The standard adult dose of DDAVP is: Central diabetes insipidus: 0.1-0.4 mg orally every 12-24 hours or 0.5-1 mcg subcutaneously/intranasally every 12-24 hours. Nocturnal enuresis: 0.2-0.4 mg orally at bedtime. Hemophilia A/von Willebrand disease: 0.3 mcg/kg intravenous over 15-30 minutes or 300 mcg subcutaneously or 150 mcg intranasally (for >50 kg).. The standard adult dose of PITRESSIN TANNATE is: 0.5-1 m L (5-10 units) intramuscularly or subcutaneously every 24-48 hours as needed for diabetes insipidus.. Dosing should always be individualized based on indication, renal and hepatic function, age, and other patient factors.
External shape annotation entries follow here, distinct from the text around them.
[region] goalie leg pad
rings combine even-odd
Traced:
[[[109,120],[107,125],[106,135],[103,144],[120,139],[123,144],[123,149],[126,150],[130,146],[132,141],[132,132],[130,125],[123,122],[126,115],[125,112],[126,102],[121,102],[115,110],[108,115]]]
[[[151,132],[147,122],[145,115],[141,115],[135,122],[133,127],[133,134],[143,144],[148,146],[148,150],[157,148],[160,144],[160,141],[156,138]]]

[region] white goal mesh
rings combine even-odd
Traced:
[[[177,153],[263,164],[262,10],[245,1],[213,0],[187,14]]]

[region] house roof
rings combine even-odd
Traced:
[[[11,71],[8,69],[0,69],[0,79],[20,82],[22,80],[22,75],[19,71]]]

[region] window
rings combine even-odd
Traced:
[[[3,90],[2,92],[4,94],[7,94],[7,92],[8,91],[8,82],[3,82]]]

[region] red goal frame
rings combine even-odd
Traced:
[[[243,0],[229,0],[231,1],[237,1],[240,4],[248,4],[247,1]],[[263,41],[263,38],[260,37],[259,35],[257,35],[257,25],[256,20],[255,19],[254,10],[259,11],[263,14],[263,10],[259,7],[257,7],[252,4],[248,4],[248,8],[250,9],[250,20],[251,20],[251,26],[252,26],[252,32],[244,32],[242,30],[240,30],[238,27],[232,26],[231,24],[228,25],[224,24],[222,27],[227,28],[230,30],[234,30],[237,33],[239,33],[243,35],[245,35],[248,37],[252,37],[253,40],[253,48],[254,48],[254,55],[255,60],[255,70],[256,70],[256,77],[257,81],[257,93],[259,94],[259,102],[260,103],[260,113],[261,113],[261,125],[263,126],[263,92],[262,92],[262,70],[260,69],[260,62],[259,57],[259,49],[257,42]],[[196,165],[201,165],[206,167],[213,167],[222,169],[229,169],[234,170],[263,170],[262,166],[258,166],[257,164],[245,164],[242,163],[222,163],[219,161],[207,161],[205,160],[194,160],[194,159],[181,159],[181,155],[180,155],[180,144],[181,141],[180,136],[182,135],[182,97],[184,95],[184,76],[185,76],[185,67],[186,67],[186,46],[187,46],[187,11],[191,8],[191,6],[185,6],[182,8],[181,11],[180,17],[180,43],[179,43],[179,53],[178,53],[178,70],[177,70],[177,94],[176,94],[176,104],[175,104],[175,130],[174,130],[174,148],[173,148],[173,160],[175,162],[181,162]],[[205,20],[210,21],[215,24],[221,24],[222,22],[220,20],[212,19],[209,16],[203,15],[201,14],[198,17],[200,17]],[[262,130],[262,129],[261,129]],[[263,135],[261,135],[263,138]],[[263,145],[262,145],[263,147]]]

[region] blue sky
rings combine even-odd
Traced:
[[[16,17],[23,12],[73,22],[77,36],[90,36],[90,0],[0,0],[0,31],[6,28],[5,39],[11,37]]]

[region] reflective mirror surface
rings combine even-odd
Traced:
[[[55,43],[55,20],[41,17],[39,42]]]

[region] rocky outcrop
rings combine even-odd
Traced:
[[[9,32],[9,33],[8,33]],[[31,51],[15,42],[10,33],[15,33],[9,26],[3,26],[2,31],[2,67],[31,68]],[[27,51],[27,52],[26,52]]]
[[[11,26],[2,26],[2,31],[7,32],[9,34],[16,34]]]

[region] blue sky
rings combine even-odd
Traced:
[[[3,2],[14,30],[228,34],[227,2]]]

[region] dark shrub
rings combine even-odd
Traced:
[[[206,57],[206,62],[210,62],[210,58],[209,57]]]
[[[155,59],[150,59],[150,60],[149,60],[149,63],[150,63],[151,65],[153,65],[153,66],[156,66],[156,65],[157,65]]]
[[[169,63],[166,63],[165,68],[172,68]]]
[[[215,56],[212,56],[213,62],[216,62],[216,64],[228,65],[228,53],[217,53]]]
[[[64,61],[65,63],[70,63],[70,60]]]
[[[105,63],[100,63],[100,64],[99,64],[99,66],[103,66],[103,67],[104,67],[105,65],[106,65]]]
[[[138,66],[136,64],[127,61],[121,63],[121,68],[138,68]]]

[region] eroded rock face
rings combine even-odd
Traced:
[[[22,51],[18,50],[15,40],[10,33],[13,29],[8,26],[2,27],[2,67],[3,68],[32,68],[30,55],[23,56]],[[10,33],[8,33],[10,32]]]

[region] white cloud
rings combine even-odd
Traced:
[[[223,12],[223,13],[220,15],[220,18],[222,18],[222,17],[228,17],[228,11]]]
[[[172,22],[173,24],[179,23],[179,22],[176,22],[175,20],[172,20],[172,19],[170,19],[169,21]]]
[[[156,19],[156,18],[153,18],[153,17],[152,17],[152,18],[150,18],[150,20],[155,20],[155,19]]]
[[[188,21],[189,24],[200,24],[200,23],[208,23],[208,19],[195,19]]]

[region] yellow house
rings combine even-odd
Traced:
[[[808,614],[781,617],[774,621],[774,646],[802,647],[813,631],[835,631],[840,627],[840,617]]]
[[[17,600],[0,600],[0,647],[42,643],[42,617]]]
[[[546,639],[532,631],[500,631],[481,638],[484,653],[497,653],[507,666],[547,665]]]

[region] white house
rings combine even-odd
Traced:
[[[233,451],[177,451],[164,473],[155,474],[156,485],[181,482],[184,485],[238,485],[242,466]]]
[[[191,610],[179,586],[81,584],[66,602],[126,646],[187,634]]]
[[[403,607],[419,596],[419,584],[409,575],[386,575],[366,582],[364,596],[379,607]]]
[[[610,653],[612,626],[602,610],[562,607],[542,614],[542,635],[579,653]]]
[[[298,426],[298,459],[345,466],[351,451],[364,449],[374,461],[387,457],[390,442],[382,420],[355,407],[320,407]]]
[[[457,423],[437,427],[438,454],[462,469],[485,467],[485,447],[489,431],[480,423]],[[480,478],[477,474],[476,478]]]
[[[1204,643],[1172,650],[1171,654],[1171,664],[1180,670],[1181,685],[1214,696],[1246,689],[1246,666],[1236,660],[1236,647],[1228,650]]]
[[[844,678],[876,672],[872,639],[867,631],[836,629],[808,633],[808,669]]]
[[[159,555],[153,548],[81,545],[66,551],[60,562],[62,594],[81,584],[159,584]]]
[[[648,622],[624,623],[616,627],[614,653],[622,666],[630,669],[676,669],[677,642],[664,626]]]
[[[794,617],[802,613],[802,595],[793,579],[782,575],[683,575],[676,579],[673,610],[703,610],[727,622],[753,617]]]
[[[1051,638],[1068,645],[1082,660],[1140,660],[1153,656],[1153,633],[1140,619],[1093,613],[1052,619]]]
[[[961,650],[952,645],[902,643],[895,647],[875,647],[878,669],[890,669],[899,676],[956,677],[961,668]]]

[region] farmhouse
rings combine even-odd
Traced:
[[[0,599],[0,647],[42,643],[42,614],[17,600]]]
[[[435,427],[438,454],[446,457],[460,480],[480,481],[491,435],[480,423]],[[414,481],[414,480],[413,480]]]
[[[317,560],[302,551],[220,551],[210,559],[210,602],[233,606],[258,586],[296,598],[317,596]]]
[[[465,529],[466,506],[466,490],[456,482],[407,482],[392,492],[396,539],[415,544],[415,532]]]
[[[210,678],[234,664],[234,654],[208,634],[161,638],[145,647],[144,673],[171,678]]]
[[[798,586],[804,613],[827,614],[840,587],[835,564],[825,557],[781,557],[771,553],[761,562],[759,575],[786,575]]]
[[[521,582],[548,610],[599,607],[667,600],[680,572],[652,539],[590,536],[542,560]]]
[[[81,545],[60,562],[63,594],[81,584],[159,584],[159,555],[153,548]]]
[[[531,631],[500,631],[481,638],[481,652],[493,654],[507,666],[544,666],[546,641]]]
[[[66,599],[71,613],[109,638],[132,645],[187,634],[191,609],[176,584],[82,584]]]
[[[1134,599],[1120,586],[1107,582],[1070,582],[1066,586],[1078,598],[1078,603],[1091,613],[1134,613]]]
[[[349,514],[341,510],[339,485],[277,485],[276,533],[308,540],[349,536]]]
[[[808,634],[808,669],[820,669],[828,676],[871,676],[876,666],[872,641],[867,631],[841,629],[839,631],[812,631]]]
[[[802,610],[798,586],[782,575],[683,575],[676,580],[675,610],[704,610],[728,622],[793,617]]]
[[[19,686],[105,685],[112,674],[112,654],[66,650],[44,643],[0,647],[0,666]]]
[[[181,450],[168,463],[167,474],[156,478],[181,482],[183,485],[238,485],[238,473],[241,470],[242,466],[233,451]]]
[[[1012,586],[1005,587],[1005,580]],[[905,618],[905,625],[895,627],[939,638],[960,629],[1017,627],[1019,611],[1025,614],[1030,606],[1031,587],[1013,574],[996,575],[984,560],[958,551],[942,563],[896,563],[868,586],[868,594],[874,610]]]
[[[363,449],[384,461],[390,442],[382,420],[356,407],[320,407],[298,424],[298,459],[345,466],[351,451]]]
4. Can you take DDAVP and PITRESSIN TANNATE together?

No direct drug-drug interaction has been formally documented between DDAVP and PITRESSIN TANNATE in current clinical databases. However, individual patient risk factors including other medications, organ function, and comorbidities should always be evaluated by a qualified healthcare provider.

5. Are DDAVP and PITRESSIN TANNATE safe during pregnancy?

The maternal-fetal safety profiles differ. DDAVP is classified as Category C. Category B: No evidence of teratogenicity in animal studies. Insufficient human data for first trimester; risk cannot be excluded. Second and third trimester: No reported fetal har. PITRESSIN TANNATE is classified as Category C. PITRESSIN TANNATE (vasopressin tannate) is classified as FDA Pregnancy Category C. In animal studies, vasopressin has been associated with decreased fetal weight and delayed ossifi. Always consult a maternal-fetal medicine specialist before taking either drug during pregnancy or lactation.